CFP: Philosophy as Therapeia

Posted on July 31, 2007

0


Symposium on Philosophy as Therapeia:
Perspectives from India and Europe

Royal Institute of Philosophy Conference, University of Liverpool, 19th-21st June 2008

We are inviting proposals for papers on the topics outlined below. Please send abstracts to Clare Carlisle (Clare.Carlisle@liv.ac.uk) by 30th September 2007.

Papers presented at the Symposium will be published by Cambridge University Press in a volume entitled Philosophy as Therapeia.

“Empty are the words of that philosopher who offers therapy for no human suffering.

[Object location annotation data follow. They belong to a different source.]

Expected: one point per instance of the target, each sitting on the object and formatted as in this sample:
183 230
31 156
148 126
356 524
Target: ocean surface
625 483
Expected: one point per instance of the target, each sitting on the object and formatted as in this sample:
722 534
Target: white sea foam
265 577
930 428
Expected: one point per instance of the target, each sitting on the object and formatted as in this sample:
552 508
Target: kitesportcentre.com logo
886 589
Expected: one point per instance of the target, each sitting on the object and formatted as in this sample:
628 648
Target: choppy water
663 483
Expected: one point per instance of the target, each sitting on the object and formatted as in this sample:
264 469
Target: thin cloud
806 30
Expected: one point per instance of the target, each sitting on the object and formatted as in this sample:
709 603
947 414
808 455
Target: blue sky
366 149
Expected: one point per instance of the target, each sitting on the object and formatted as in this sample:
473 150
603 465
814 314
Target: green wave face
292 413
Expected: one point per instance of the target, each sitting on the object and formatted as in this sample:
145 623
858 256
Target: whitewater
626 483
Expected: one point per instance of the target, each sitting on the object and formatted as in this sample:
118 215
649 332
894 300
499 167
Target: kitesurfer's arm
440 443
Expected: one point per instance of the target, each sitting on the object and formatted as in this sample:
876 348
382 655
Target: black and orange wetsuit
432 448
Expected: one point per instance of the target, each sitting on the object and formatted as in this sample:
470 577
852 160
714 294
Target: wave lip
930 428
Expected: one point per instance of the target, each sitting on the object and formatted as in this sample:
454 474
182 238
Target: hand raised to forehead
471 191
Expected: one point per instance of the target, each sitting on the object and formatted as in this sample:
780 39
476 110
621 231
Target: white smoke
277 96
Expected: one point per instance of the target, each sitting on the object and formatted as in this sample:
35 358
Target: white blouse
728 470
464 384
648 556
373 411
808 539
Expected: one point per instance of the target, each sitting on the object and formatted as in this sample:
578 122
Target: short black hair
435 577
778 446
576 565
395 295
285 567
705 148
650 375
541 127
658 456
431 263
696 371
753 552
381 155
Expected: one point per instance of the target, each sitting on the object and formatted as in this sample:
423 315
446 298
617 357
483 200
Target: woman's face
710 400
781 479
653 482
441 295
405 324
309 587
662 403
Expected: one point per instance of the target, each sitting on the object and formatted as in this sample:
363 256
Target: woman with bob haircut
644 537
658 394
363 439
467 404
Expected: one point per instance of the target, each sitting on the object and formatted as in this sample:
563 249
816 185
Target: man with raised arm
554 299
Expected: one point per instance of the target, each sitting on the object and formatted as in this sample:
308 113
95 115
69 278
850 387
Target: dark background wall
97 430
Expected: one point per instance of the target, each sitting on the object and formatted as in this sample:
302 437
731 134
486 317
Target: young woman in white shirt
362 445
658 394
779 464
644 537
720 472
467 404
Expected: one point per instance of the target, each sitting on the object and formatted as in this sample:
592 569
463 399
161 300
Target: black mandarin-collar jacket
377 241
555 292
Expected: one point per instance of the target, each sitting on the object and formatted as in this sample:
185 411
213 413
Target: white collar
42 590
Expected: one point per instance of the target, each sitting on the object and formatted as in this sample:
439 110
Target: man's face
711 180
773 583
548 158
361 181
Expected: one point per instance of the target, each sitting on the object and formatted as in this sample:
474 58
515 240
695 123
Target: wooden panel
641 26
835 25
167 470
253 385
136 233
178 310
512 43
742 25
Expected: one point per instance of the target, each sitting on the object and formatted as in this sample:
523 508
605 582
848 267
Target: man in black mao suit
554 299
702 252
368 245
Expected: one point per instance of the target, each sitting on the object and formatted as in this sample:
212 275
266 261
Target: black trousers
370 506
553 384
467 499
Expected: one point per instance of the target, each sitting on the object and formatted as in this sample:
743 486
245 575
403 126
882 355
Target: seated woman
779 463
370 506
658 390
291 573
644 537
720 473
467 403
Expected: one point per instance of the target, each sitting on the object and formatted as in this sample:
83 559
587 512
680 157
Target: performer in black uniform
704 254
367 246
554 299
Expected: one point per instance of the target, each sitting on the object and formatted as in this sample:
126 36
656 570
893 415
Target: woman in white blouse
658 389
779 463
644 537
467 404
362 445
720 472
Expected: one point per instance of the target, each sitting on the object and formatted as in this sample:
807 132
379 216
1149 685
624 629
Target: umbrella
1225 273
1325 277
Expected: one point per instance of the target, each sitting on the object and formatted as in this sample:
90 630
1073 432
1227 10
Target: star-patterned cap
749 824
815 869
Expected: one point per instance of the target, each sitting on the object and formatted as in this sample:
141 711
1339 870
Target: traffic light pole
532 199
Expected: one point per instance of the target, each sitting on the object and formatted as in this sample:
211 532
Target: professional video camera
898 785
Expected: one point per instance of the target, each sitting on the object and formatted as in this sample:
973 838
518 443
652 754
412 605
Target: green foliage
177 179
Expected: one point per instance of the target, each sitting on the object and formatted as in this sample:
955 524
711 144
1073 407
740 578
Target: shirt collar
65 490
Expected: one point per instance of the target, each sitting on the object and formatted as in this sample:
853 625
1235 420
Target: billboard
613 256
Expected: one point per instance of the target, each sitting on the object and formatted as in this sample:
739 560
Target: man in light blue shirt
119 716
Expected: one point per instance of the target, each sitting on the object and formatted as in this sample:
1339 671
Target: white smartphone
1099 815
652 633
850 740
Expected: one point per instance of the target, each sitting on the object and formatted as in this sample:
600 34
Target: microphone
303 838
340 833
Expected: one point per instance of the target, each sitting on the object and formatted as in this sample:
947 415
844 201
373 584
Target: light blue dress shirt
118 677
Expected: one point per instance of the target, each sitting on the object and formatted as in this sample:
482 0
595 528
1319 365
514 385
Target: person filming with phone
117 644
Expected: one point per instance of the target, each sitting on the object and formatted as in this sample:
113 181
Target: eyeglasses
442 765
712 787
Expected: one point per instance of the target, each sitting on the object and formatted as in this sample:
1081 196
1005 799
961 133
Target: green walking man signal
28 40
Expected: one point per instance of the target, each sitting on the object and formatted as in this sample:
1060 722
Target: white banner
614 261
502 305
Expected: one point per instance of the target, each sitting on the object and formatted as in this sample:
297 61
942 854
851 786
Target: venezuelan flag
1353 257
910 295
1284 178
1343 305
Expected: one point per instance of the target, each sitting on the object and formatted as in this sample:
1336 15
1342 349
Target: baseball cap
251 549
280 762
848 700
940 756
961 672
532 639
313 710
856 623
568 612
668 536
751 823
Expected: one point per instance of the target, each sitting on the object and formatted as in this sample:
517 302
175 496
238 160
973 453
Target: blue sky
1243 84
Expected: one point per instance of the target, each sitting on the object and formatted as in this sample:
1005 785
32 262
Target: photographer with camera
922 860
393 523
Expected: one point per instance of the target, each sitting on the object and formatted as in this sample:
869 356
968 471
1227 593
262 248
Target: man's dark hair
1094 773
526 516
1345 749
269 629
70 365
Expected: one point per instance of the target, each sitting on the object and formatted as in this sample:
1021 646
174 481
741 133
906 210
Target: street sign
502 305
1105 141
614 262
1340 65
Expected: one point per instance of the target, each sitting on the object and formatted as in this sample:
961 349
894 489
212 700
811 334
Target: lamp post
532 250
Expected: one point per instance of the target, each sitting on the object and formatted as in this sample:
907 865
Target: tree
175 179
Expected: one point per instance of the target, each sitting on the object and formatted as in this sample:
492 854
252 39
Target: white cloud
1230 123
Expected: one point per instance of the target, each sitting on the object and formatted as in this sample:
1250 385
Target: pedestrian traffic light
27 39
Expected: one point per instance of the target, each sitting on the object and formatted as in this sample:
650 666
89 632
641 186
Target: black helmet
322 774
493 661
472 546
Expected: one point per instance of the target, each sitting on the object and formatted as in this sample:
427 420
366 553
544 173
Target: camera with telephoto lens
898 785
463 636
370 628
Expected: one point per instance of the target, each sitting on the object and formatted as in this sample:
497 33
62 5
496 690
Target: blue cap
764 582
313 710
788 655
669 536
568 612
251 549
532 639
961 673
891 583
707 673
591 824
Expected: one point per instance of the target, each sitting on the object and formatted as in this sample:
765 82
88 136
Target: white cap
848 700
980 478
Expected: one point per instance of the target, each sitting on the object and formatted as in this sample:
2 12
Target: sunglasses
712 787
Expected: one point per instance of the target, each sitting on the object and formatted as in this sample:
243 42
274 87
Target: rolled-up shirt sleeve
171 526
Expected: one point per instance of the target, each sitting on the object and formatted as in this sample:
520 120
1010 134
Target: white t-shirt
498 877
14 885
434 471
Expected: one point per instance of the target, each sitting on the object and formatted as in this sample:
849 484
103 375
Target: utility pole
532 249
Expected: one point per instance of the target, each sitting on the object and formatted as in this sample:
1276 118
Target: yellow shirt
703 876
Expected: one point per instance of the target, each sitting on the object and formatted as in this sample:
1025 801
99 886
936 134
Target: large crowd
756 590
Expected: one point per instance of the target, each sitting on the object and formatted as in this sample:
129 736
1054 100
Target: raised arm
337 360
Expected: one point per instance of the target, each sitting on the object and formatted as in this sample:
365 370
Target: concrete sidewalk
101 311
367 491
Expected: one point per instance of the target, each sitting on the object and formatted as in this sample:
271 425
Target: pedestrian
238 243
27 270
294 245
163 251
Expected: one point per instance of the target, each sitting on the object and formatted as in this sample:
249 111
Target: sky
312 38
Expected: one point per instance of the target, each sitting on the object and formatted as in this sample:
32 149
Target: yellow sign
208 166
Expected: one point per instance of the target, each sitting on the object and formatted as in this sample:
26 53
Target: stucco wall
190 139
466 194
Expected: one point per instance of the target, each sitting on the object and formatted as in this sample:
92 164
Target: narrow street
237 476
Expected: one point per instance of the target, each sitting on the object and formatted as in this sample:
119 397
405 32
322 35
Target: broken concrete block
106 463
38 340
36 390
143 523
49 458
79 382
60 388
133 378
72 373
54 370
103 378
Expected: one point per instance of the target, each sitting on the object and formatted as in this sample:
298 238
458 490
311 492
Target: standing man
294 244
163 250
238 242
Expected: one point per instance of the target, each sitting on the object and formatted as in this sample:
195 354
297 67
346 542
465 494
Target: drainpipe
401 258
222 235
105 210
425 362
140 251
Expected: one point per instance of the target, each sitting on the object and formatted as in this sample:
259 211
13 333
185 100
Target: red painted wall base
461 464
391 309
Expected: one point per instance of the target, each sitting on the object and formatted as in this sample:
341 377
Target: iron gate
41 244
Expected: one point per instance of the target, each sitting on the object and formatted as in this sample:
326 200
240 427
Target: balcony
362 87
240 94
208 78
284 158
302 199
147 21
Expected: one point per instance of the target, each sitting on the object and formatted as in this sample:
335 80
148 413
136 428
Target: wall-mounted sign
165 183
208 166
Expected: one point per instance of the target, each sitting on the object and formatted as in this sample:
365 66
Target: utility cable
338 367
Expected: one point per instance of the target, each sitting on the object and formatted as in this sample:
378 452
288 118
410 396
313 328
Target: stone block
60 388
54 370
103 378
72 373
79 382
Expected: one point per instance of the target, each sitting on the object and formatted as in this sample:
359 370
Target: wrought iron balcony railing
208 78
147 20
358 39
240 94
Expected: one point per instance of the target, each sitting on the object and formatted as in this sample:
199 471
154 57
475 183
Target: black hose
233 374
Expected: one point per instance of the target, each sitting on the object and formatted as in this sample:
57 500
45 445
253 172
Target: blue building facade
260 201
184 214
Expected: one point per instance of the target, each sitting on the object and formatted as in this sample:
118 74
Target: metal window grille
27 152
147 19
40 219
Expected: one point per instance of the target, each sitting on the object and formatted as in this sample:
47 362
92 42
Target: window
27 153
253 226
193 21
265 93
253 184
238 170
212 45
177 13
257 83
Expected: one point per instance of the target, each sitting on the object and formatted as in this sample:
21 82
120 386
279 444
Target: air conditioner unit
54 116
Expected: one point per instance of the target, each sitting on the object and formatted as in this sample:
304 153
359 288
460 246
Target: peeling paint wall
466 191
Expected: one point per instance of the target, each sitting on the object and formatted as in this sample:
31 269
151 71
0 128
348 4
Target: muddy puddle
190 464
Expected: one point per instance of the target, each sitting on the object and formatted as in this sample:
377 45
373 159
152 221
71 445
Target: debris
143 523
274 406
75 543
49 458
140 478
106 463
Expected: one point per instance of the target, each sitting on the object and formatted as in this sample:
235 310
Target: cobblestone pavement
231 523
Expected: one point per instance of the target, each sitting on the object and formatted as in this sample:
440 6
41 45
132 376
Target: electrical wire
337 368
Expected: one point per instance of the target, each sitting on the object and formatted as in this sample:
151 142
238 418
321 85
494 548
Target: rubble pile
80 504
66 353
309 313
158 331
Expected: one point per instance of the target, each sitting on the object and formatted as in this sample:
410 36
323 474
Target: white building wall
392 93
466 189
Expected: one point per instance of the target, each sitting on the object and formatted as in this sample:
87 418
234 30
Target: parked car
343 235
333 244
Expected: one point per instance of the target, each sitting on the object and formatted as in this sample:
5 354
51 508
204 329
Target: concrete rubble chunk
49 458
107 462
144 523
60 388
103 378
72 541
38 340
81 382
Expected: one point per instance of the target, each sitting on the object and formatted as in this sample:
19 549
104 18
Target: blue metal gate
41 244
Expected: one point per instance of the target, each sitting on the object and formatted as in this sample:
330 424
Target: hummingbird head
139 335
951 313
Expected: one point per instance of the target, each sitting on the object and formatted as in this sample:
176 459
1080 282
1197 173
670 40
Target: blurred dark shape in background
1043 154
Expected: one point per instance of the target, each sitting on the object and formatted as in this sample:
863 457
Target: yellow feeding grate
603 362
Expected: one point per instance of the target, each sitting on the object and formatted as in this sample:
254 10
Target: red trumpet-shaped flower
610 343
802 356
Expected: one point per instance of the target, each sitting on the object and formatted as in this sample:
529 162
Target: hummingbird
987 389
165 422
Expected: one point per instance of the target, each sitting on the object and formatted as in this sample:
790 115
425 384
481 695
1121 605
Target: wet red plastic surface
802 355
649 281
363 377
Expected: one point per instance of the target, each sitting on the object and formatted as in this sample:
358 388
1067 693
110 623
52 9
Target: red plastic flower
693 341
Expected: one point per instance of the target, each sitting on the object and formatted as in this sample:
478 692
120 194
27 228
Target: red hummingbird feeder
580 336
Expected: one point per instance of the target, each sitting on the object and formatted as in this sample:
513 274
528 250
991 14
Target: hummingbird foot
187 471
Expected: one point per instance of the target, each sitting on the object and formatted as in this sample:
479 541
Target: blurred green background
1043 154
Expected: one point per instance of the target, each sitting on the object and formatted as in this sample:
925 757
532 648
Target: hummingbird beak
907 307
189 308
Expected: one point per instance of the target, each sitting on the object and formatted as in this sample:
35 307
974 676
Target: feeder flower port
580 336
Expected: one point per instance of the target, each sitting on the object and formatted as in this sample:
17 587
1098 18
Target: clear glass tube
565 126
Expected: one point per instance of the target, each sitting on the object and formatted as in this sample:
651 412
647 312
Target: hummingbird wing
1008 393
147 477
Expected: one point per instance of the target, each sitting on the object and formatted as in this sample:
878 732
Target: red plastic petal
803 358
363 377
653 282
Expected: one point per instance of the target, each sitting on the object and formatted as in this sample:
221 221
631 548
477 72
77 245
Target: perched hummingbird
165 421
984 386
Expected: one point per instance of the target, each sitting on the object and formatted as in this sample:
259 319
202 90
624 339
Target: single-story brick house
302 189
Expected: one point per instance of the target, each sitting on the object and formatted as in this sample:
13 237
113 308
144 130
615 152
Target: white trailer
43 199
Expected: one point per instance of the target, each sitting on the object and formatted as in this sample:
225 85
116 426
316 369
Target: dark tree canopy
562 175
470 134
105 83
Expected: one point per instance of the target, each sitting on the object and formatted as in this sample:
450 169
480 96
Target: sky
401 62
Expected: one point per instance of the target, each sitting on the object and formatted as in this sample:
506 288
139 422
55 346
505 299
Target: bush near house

For just as there is no use in medical expertise if it does not give therapy for bodily diseases, so too there is no use in philosophy if it does not expel the suffering of the soul.” The Stoic Epicurus (341-271 BCE) was not the only philosopher to give voice to a conception of philosophy as a cure or remedy for the maladies of the human soul. Indeed, this has been a prominent theme throughout the history of philosophy in Europe, and it has been just as prominent in many of the various traditions of philosophy in India. The aim of this Royal Institute of Philosophy symposium is to explore this paradigm or metaphor for the nature of philosophical practice. Our intention is that the resulting volume, to be published by Cambridge University Press, will contain the most definitive statement to date of the scope and limits of the medicinal model. There will be studies of all the most important uses to which this model have been put by philosophers in the past (Socratic, Stoics, Epicurus, Sextus Empiricus; early Buddhists, Mahayana Buddhism; Upanisadic, Nyaya, Epic; Kierkegaard, Spinoza, Wittgenstein, Derrida), and also analyses of the model from contemporary and comparative perspectives.

Some of the central themes this Symposium will discuss include:

• What are the “illnesses” that afflict ourselves as subjects, to which philosophy might be cathartic?

• What is the content of the medical analogy? Is the medicine a curative, a tonic, or a prophylactic?

• Why do both Sextus Empiricus and the Buddha regard the medicine that is philosophy to be an emetic, purging itself as well as the disease?

• What is the role of the sage or wise person, for example Yajñavalkya in the Upanisads or the Stoic Sage?

• What is the relation between philosophy as treatment and ‘indirect communication’ (Kierkegaard)?